Descriptor Memory Usage

Memory Usage of Different VCL Indexing Engines

The user can select different engines to build an index file for descriptors. The indices are used for similarity search (KNN) queries using an input descriptor with D dimensions. Choosing the right engine and the index to use depends on the available system memory, total number of descriptors, the dimension of the descriptor, the overhead for insert and search process, and the target accuracy the user is interested in for that specific use case.

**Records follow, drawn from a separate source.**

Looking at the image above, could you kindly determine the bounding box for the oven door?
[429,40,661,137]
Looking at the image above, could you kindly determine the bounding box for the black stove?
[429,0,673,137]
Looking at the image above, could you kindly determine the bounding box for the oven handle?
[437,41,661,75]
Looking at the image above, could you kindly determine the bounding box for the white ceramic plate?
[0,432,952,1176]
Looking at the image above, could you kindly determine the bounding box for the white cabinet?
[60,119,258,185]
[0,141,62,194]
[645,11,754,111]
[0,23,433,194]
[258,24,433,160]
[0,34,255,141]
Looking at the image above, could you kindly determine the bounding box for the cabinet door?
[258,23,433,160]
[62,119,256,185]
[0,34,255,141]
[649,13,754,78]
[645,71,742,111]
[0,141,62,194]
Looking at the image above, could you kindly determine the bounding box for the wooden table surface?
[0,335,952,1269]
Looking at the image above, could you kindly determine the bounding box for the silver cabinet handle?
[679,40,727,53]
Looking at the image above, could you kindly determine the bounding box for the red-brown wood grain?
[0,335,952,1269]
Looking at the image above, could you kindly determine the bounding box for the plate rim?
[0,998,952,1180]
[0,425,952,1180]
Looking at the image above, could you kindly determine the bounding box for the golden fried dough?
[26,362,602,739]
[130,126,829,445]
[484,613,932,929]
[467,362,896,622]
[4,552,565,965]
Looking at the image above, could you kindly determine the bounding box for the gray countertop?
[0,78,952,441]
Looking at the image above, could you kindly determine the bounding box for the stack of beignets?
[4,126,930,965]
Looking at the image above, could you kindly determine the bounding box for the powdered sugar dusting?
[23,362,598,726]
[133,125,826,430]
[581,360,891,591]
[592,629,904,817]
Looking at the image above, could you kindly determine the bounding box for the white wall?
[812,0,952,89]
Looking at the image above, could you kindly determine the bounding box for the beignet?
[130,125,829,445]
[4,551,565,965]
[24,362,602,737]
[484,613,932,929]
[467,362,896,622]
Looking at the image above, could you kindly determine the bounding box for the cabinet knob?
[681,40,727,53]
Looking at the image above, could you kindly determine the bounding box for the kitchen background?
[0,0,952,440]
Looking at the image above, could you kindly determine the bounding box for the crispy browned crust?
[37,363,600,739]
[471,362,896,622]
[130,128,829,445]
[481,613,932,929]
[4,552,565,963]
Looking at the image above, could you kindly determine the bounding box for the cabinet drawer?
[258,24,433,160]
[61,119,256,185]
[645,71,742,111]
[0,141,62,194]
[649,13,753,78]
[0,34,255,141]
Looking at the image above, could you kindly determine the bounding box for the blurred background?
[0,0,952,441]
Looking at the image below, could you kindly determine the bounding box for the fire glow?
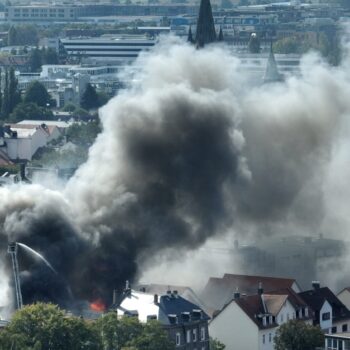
[90,299,106,312]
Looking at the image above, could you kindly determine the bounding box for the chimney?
[311,281,320,290]
[113,289,118,305]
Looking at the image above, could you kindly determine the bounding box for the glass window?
[322,312,331,321]
[176,333,181,346]
[192,329,197,341]
[186,329,191,343]
[201,327,205,340]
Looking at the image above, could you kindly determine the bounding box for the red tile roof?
[202,273,296,310]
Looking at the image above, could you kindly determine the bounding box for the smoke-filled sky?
[0,34,350,304]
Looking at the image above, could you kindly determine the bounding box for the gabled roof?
[270,288,312,317]
[215,294,278,329]
[0,149,13,166]
[299,287,350,321]
[117,290,209,325]
[262,294,288,316]
[136,283,211,312]
[201,274,296,310]
[159,294,210,324]
[337,287,350,295]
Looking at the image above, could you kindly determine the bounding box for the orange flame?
[90,299,106,312]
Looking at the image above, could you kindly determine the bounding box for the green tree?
[274,320,324,350]
[128,321,175,350]
[24,80,51,107]
[9,102,54,123]
[4,303,100,350]
[209,337,226,350]
[96,312,143,350]
[80,84,99,110]
[29,48,42,72]
[248,33,260,53]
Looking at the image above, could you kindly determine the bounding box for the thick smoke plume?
[0,39,350,305]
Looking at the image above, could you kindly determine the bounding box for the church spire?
[187,26,193,43]
[195,0,216,47]
[264,42,283,83]
[218,26,224,41]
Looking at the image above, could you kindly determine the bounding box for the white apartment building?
[209,288,312,350]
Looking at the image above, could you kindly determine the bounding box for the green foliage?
[96,312,143,350]
[62,103,78,112]
[24,81,51,107]
[9,102,54,123]
[4,303,99,350]
[128,321,175,350]
[248,33,260,53]
[80,84,99,110]
[274,320,324,350]
[209,337,226,350]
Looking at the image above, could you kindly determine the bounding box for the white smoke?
[0,38,350,304]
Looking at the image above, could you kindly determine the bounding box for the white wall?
[276,299,296,325]
[337,289,350,310]
[6,129,47,160]
[209,301,259,350]
[259,327,277,350]
[320,300,333,332]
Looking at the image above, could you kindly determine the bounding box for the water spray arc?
[7,242,23,309]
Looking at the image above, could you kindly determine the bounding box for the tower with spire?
[195,0,216,47]
[264,42,283,84]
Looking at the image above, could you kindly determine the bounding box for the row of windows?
[326,339,350,350]
[262,333,273,344]
[176,327,206,346]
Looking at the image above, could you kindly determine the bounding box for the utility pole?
[7,242,23,309]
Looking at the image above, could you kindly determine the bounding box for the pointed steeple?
[264,42,283,83]
[195,0,216,47]
[187,26,193,43]
[218,26,224,41]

FAISS Engine: The VCL library supports FLAT-L2, FLAT-IP, IVFFLAT-L2, IVFLAT-IP indices
- The FLAT index is the only index that can guarantee exact results (both for L2 and IP metrics). It provides the baseline for results for the other indexes. It does not compress the vectors, and has the maximum memory footprint out of all the indices. For N descriptors, with D dimensions each, the index memory footprint N x D x 4 bytes (float datatype size). For example, for 10,000 embeddings each of dimension 1K, the memory footprint for the FLAT index will be 40MB.

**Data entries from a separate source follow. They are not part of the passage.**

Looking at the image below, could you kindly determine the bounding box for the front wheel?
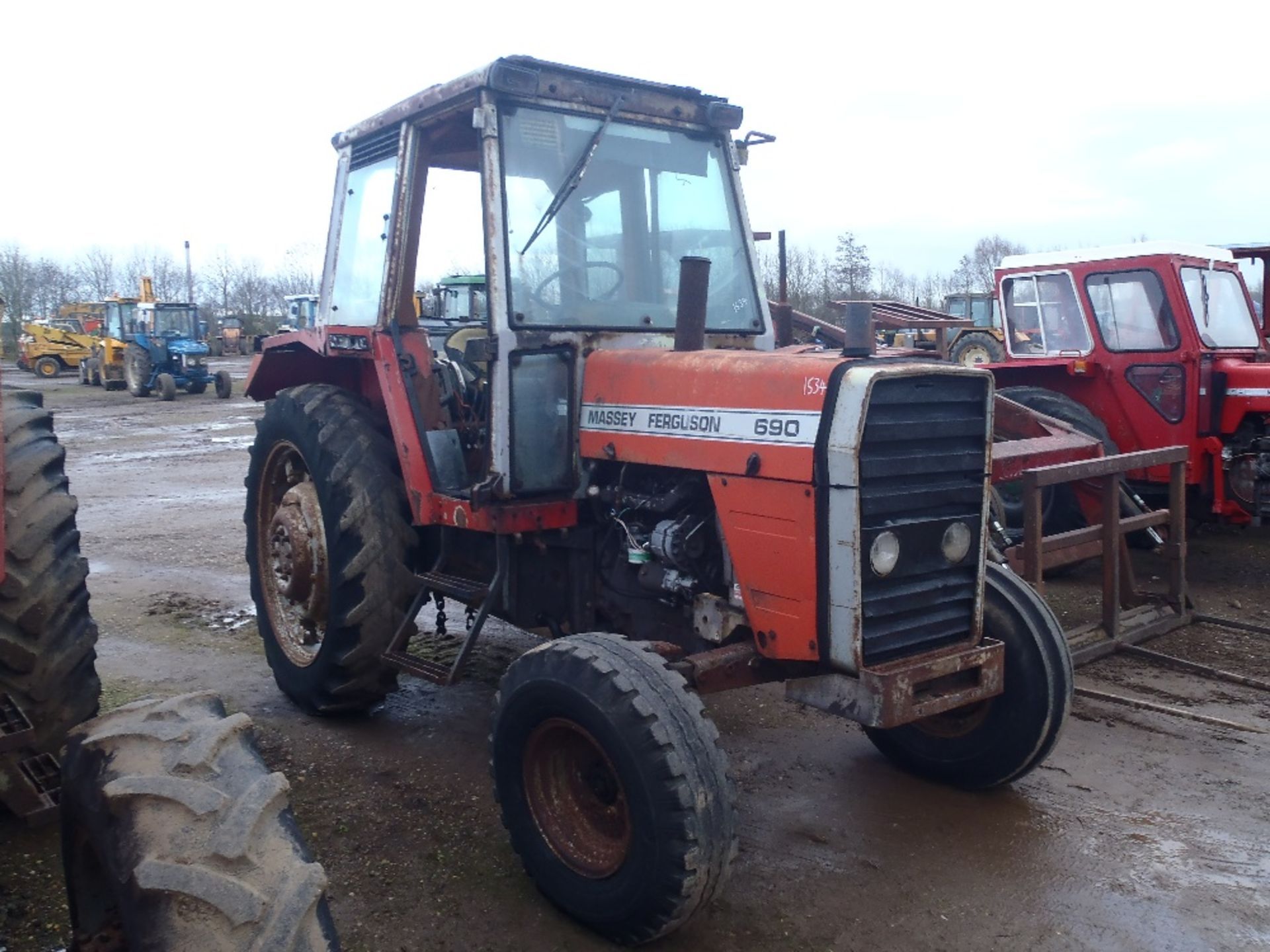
[36,357,62,379]
[155,373,177,404]
[490,633,737,944]
[865,563,1074,789]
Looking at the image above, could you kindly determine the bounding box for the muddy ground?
[0,359,1270,952]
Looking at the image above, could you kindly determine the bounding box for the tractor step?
[415,573,489,603]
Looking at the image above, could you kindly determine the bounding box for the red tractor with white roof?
[991,241,1270,531]
[245,57,1072,943]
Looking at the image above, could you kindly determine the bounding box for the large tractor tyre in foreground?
[0,389,102,753]
[123,344,153,397]
[997,387,1120,536]
[34,357,62,379]
[949,331,1006,367]
[865,563,1074,789]
[61,694,339,952]
[244,383,419,713]
[155,373,177,404]
[490,635,737,944]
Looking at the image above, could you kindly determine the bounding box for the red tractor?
[991,241,1270,531]
[245,57,1072,943]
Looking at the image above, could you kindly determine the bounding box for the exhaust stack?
[675,255,710,350]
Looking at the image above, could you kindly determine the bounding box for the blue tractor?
[123,301,231,400]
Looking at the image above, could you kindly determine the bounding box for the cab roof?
[999,241,1234,268]
[331,56,741,149]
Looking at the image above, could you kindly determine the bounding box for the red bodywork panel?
[710,473,820,661]
[991,254,1270,520]
[578,346,842,484]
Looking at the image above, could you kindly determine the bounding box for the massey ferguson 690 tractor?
[245,57,1072,943]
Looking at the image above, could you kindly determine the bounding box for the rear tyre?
[243,383,419,713]
[490,633,737,944]
[61,694,339,952]
[949,331,1006,367]
[123,344,153,397]
[34,357,62,379]
[865,563,1074,789]
[0,389,102,753]
[155,373,177,403]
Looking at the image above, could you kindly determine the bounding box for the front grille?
[860,374,988,664]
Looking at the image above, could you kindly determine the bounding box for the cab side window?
[1001,274,1093,357]
[1085,270,1179,350]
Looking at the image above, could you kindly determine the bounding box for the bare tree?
[959,235,1027,294]
[833,231,872,301]
[75,245,118,301]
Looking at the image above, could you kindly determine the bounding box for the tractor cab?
[249,57,772,499]
[993,241,1270,522]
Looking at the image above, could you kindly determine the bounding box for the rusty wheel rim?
[254,440,329,668]
[913,698,993,740]
[525,717,631,880]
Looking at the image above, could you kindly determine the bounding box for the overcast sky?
[0,0,1270,283]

- The IVFFLAT index returns approximate result for similarity search queries. It implements an optimization for search speed by clustering the descriptors (organizes the descriptors into buckets) and return nearest neighbors within the cluster. The nprobe parameter determines the number of clusters searched before the nearest neighbor results are returned (increasing the nprobe will increase the search latency linearly). As for the memory footprint, since IVFFLAT stores the exact descriptors uncompressed (similar to the FLAT index) it will use N x D x 4 bytes to store N descriptors with D dimension each. For example, for 10,000 embeddings each of dimension 1K, the memory footprint for the IVFFLAT index will be 40MB.

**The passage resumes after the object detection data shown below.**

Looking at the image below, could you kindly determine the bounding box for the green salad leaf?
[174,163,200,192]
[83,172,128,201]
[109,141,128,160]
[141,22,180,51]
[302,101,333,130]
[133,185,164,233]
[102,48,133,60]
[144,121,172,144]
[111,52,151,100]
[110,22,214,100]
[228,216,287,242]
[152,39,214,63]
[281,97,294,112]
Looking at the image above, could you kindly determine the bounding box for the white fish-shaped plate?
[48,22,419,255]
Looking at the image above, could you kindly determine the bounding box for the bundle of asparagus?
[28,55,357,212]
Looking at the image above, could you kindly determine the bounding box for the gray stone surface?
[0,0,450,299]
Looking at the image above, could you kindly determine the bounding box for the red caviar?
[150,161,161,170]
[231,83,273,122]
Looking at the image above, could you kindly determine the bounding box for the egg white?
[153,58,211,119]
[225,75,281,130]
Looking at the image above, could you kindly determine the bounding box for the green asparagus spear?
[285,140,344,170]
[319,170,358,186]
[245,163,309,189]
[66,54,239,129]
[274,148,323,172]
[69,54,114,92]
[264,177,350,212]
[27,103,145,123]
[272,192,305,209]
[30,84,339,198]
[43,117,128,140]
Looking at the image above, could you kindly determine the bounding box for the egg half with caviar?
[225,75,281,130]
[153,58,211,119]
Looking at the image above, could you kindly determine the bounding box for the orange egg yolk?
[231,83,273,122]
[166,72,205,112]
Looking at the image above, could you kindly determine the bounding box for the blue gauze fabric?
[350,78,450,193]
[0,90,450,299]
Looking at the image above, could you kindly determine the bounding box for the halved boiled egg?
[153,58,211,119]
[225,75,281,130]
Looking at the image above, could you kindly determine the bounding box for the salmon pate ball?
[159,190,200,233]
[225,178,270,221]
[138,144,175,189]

FLINNG Engine: The VCL Library supports FLINNG-L2 and FLINNG-IP. FLINNG is an approximate index that returns approximate results for nearest neighbor queries. It does not store the exact descriptors but uses randomized hash-based data-structures to represent the index. FLINNG is attractive for datasets with a large number of dimensions (curse of dimensionality) (e.g., >1000 dimension) and in the case when the total number of descriptors to be used is also very large (millions). FLINNG will have lower accuracy compared to other libraries when the number of dimensions is small. FLINNG uses almost a fixed memory size irrespective of the total number of vectors. The parameter num_rows (number of hash tables used) is an important parameter for the query time. The query time (and similarly indexing time) is linearly proportional to this parameter. The returned query accuracy is also asymptotically increasing with num_rows parameter. The total memory footprint of FLINNG is approximately (2^cells_per_row) x num_rows x 8B + 2^num_hash_tables x 8B + N x (8B). The default parameters of the library is set in src/vcl/DescriptorParams.h and can be set with the function call to create the FLINNG index. The default parameters should support 10M embeddings and should consume around 4G of memory and irrespective of the dimensionality of the descriptors.